O padeiro
Levanto cedo, faço minhas abluções, ponho a chaleira no fogo para fazer café e abro a porta do apartamento – mas não
encontro o pão costumeiro. No mesmo instante me lembro de ter lido alguma coisa nos jornais da véspera sobre a “greve do
pão dormido”. De resto não é bem uma greve, é o lockout, greve dos patrões, que suspenderam o trabalho noturno; acham
que obrigando o povo a tomar seu café da manhã com pão dormido conseguirão não sei bem o que do governo.
Está bem.
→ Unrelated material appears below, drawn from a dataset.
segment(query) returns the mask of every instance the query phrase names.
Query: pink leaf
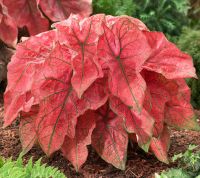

Tomo o meu café com pão dormido, que não é tão ruim assim. E enquanto tomo café vou me lembrando de um
homem modesto que conheci antigamente. Quando vinha deixar o pão à porta do apartamento ele apertava a campainha, mas,
para não incomodar os moradores, avisava gritando:
– Não é ninguém, é o padeiro!
Interroguei-o uma vez: como tivera a ideia de gritar aquilo? “Então você não é ninguém?”
Ele abriu um sorriso largo. Explicou que aprendera aquilo de ouvido. Muitas vezes lhe acontecera bater a campainha de
uma casa e ser atendido por uma empregada ou outra pessoa qualquer, e ouvir uma voz que vinha lá de dentro perguntando
quem era; e ouvir a pessoa que o atendera dizer para dentro: “Não é ninguém, não senhora, é o padeiro”. Assim ficara sabendo
que não era ninguém.
Ele me contou isso sem mágoa nenhuma, e se despediu ainda sorrindo. Eu não quis detê-lo para explicar que estava falando com um colega, ainda que menos importante. Naquele tempo eu também, como os padeiros, fazia o trabalho noturno.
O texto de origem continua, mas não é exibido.